Servicemembers can become nondeployable for a number of medical reasons, many of which are not their fault. They could have been injured in an accident on or off base. A medical condition may have turned up in a pre-deployment checkup that requires treatment before the servicemember can be deployed. The servicemember may have missed an immunization or might need dental work before deployment. Until the matter is satisfactorily resolved, the servicemember is considered nondeployable.
When a servicemember is nondeployable for more than 12 consecutive months, DOD’s new guidance allows the member’s military branch to initiate removal proceedings. This can be done two ways: either through an administrative discharge or a disability discharge. The severity of the servicemember’s medical condition will determine the type of discharge. Generally speaking, if the military opts to pursue a disability discharge, it’s because the servicemember’s condition has drawn the concern from a military doctor. The criteria for a disability discharge is:
The condition represents a medical risk to the health of the servicemember or the welfare of the other servicemembers.

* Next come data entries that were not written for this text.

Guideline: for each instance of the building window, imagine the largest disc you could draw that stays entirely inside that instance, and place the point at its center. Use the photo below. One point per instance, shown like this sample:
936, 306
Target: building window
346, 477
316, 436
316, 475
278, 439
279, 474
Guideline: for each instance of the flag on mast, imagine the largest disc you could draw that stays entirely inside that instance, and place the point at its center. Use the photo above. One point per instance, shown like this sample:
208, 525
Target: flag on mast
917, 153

The condition imposes unreasonable requirements on the military to maintain or protect the servicemember.
Any established duties that the servicemember must perform throughout the remainder of his or her military career.

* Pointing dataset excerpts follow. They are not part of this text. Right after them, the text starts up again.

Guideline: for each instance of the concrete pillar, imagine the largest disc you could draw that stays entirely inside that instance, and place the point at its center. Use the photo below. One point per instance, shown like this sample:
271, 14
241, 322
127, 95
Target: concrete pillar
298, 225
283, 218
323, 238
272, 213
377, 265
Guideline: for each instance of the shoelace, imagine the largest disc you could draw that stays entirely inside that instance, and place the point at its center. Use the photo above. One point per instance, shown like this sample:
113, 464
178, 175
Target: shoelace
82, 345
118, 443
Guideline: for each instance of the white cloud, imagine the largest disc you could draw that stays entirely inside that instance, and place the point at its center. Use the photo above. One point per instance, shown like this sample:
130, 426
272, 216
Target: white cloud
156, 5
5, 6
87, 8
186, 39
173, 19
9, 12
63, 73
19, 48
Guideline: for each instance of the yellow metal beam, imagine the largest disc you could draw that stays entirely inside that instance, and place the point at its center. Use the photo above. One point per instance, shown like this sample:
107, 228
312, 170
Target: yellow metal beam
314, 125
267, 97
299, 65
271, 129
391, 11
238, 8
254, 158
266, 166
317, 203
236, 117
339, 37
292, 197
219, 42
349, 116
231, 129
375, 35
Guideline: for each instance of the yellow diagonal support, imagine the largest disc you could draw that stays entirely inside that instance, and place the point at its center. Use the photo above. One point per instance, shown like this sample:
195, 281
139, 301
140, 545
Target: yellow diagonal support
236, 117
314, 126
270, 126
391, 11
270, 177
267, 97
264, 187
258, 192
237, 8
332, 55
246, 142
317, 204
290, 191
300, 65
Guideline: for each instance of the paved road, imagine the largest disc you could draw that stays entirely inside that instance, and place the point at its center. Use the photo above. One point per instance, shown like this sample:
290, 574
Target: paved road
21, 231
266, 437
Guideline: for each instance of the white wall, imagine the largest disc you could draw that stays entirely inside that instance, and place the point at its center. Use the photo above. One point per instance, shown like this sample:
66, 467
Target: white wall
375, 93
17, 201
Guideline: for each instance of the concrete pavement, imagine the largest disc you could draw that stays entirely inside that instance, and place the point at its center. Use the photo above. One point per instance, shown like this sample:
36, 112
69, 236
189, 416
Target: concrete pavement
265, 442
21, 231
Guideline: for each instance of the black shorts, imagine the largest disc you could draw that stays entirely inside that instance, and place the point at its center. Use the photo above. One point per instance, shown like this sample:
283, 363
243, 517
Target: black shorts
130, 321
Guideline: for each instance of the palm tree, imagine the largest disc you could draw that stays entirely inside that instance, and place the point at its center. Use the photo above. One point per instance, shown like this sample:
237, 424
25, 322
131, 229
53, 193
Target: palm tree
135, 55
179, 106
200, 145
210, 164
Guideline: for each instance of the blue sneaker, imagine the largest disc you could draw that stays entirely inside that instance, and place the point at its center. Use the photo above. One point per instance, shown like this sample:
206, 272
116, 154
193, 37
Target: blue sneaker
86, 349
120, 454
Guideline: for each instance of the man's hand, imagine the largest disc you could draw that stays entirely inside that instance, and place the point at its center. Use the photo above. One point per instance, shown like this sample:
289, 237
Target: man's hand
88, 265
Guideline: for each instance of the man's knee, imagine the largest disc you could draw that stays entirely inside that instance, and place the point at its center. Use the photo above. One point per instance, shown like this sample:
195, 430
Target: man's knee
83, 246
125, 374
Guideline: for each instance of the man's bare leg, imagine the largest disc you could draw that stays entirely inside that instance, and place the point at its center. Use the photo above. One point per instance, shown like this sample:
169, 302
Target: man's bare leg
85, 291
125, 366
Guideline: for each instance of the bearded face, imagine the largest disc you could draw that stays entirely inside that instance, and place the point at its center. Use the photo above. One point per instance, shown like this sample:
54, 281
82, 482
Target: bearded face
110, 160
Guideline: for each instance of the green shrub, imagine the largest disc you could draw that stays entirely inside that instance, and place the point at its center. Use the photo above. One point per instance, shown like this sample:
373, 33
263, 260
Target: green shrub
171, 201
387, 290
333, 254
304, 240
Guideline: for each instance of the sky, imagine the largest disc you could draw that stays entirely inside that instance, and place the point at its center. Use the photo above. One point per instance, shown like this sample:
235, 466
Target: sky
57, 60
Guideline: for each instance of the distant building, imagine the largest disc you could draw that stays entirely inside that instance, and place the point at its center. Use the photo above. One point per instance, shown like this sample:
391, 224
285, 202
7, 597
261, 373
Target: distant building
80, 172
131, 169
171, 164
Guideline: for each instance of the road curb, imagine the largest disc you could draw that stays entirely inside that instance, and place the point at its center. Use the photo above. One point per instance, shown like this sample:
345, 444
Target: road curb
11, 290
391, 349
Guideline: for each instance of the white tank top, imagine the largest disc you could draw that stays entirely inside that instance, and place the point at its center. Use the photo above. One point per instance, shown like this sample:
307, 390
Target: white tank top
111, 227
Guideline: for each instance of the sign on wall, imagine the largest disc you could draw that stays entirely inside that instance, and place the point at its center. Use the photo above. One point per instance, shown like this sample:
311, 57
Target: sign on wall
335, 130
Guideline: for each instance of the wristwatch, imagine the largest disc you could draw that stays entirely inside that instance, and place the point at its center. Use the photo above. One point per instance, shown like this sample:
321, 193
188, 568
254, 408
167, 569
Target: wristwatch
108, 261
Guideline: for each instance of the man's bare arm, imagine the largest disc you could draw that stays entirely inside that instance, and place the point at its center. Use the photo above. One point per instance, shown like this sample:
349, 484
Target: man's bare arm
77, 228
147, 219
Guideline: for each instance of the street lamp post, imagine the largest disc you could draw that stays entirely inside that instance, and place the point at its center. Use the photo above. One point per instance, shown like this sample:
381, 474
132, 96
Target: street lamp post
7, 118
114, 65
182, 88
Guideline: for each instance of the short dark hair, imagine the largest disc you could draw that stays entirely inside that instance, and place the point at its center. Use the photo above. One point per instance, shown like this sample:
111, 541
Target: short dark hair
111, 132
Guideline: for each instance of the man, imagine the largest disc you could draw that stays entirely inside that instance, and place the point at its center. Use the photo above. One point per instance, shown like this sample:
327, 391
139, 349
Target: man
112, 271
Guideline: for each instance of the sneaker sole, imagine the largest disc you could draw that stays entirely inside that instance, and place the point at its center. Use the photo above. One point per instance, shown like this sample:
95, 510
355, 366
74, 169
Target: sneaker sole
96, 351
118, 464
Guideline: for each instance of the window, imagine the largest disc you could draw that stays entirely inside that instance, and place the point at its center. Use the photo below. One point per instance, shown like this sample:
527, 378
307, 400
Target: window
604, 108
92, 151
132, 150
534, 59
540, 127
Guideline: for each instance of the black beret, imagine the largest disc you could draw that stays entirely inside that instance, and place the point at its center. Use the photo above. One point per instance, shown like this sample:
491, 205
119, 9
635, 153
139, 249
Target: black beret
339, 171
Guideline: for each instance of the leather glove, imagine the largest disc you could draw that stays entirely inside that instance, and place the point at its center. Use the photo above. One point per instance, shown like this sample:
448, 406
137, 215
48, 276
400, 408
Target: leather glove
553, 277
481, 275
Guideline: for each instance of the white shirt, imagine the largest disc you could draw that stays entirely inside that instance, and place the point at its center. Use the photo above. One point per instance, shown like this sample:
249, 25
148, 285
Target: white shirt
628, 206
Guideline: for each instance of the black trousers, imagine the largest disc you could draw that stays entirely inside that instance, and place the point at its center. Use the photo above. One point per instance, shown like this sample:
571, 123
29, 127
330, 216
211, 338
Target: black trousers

If the servicemember’s medical condition does not rise to these standards, the military will opt to conduct an administrative discharge. A commanding officer will send a written notice to the servicemember of the pending discharge. The servicemember must respond to the notice, but has the option to include documents detailing a plan of action to make himself or herself a candidate for deployment. Once the commander receives the servicemember’s response, he or she will decide whether to pursue an administrative discharge. If the commander opts to continue the administrative discharge proceedings, he or she will either convene an Administrative Discharge Board or forward the matter on to the base commander for final review.
Whether the discharge is administrative or disability-related, the most important thing for servicemembers to remember is they have the right to appeal the results. If they are being discharged, they can never be reinstated into the military, but they can ask to be separated under better terms, which would grant them more post-service benefits. Those who received an administrative discharge can file an appeal to their military branch’s Discharge Review Board, while those who received a disability discharge can file an appeal to their branch’s Physical or Medical Disability Board of Review.
Finally, nondeployable servicemembers should consult a civilian attorney familiar with military law at the first sign that adverse action is being taken against them. Between the potential loss of salary, housing and benefits, servicemembers have a lot on the line. Having an attorney present at administrative or medical board hearings can help servicemembers present a strong defense.
DOD’s new policy encourages the military to discharge nondeployable servicemembers. It’s important for those servicemembers to prepare to defend themselves now to get the best possible outcome.
Greg T. Rinckey is a founding partner of the law firm Tully Rinckey PLLC. He served as a military intelligence officer in the U.S. Army and in the Army Judge Advocate General’s ( JAG) Corps.